He has published Trade in Food: Regulatory and Judicial Approaches in the EC and the WTO (Cameron May, 2007), and several volumes, among which Governing Disasters: The Challenges of Emergency Risk Regulation (Edward Elgar, 2011). He has also published extensively in academic journals such as the Harvard International Law Journal, the European Law Journal, the European Journal of Consumer Law, European Public Law and Revue du Droit de l’Union européenne. He is the founder and editor of the European Journal of Risk Regulation. He is the former Chair of the Risk Policy and Law Specialty Group of the Society for Risk Analysis.
Professor Alemanno is a regular speaker at international conferences and has also taught at Georgetown University Law Center, Bocconi University, Liège Law School, the Academy of European Law (ERA), the European Institute of Public Admnistration (EIPA), EDHEC Business School, Lyon Law School, Fribourg Law School, Scuola Superiore Sant'Anna (Pisa) and Macau Law School.

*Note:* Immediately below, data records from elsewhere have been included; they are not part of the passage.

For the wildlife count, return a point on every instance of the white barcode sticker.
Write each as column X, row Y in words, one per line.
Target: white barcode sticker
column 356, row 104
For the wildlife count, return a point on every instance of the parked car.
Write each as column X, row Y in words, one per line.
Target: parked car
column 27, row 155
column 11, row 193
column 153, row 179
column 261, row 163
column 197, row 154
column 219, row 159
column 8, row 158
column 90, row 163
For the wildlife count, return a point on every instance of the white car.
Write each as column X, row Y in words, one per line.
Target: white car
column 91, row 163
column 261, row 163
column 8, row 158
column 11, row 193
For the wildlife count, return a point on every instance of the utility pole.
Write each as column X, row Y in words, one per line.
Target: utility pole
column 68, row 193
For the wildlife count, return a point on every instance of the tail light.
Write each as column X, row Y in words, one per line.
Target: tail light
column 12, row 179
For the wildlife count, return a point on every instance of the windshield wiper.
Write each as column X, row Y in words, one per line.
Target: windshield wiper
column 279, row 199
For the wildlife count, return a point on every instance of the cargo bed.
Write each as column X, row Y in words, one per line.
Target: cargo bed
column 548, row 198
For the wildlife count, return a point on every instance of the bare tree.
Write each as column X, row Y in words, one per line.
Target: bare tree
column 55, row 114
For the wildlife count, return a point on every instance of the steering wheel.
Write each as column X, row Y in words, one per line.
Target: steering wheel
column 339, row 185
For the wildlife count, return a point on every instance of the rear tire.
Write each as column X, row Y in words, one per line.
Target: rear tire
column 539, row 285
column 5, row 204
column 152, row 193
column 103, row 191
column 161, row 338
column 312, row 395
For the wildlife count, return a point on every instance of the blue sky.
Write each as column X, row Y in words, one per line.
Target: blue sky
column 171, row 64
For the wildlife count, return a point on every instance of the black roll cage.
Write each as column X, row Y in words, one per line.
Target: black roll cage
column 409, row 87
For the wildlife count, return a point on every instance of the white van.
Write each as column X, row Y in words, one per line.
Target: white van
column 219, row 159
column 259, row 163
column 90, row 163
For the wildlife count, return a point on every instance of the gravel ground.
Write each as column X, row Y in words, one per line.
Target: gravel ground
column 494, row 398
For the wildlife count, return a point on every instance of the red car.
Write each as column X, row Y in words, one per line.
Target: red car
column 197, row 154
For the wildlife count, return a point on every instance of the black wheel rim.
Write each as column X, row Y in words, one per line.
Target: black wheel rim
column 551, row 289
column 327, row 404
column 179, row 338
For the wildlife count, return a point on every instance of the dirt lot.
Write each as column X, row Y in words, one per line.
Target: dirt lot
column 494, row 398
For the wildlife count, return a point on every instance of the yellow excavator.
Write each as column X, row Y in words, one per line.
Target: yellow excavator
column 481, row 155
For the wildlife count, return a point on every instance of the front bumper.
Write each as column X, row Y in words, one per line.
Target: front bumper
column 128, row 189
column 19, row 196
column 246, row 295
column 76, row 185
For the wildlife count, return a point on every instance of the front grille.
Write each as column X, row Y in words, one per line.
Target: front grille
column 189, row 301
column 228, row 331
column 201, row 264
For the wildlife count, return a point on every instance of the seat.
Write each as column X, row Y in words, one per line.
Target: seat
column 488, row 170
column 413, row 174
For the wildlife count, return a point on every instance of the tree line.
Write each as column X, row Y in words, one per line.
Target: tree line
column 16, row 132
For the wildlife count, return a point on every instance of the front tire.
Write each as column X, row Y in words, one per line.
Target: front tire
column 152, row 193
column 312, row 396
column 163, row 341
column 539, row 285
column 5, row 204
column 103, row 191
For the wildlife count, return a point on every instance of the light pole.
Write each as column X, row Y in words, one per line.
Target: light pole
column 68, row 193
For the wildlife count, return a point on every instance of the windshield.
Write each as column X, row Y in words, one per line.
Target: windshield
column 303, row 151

L'interdiction de fumer dans les bars est le symptôme d'une transformation culturelle: en quelques années, les lois anti-tabac ont fait évoluer les normes sociales. Mais ce n'est qu'un début. Avec le "nudging", de nouvelles techniques d'influence font leur apparition, qui posent de réels problèmes éthiques et juridiques. Jusqu'où peut-on aller pour forcer les gens à prendre de bonnes décisions?
The recently-adopted smoking bans in bars and restaurants epitomize a cultural transformation. By creating an environment where smoking becomes increasingly more difficult, the bans help shift social norms away from the acceptance of smoking in everyday life and promotes public rejection of cigarettes. And this is only the beginning. New public policies such as nudging smokers are now developed, raising legal and moral issues.